Instead of taking a random vector, does it make sense to, load a pretrained vector from another model. I think this is the key part to implement transfer learning in gans.
the idea of the random vector is that you can create a random image based on the vector.
So every time you generate some random vector, you are assured that you can get a new image.
cgan code that Jeremy’s talking about: https://github.com/junyanz/pytorch-CycleGAN-and-pix2pix
So, that means the weights in the deconvolution filter, makes this randomly generated noise close to the actual input. So, do you think that, substituting these weights from another model will allow us to learn faster/better?
the weights of the deconv filter are trained to convert some random noise into realistic images.
The problem is that there arent really models that train on this.
One thing that may work would be the decoder networks of auto encoders.
Another paper that does Unsupervised Machine Translation using Cycle Consistency Loss: https://arxiv.org/pdf/1710.11041.pdf
WaveNet doesn’t actually use RNN’s. RNN’s (from what i saw in a WaveNet presentation) tend to max out their “memory” around 50+ steps (remember we used 70 steps for language data). But WaveNet is generating from audio samples, which is more like thousands, or many thousands of steps. Beating this challenge was part of what made it cool. And they actually use convolutions! You can see more here: https://www.youtube.com/watch?v=YyUXG-BfDbE&t=523s
Why are the discriminators not trained for longer time than Generator’s in this case like WGANs?
Thank you for posting this!
Fixed my post.

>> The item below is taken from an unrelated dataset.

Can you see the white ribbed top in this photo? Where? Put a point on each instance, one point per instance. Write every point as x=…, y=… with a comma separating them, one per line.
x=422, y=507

Thanks for notifying!
Multimodal Unsupervised Image-to-Image Translation: https://arxiv.org/abs/1804.04732
By far the best Lecture of Jeremy. Thank you!
saying that when the previous ones were already Damn Good
Amazing lectures that keep getting better every time. But I wonder how am I going to keep pace with three different concepts and be upto speed in a week on them so that I can concentrate for the new lecture next week. Are there others who feel the same? If so suggestions welcome.
it seems DCGANs do a great job of identifying/segmenting the parts of image to modify at least in some cases. Could we somehow transfer this learning to improve bounding boxes detection, or improve the accuracy of a classifier ?
I am also having trouble keeping up, it’s not just you.
Yes. People in my team used CGans specifically to augment OCR data to introduce distortions so as to make the original distribution to be more robust.
In this paper Are GANs Created Equal? A Large-Scale Study, they comapred performance of several GANs. They mentioned two metrics for evaluating performance of GAN (+ their own metric), and it looks interesting - use another NN for evaluation.
- InceptionScore(IS) : How well image classification network(Inception Net trained on imagenet) can classify the class of GAN output.
- Fr´echet Inception Distance (FID): Measure mean/covariance of feature space of Inception Net and compare to originals. This can measure the diversity of models, so it can detect mode-collapse.
Woah, the result on “time-to-94%” challenge is amazing!
1cycle really is game-changing…
where can I find “cifar10-datknet.ipynb”, notebook?
it is not available in dl2 folder.
If we have to build it on by our self from Jeremy’s lecture, it is even better.
It will be shared tomorrow (or today, depending on your time zone!).
Quick general question regarding the CIFAR10 comment by Jeremy, saying that rotation is not ideal with such small dataset, but a nicer approach would be random flip + reflection padding + random/center crop. Do you think this is due to the fact that CIFAR10 does not have a clear “centered” object and clear background? If I had a dataset of 32x32 images with a single centered object and dark background all around it, would rotation (hence, interpolation) be harmful, considering that other augmentation might be applied anyway (zoom/shifts)?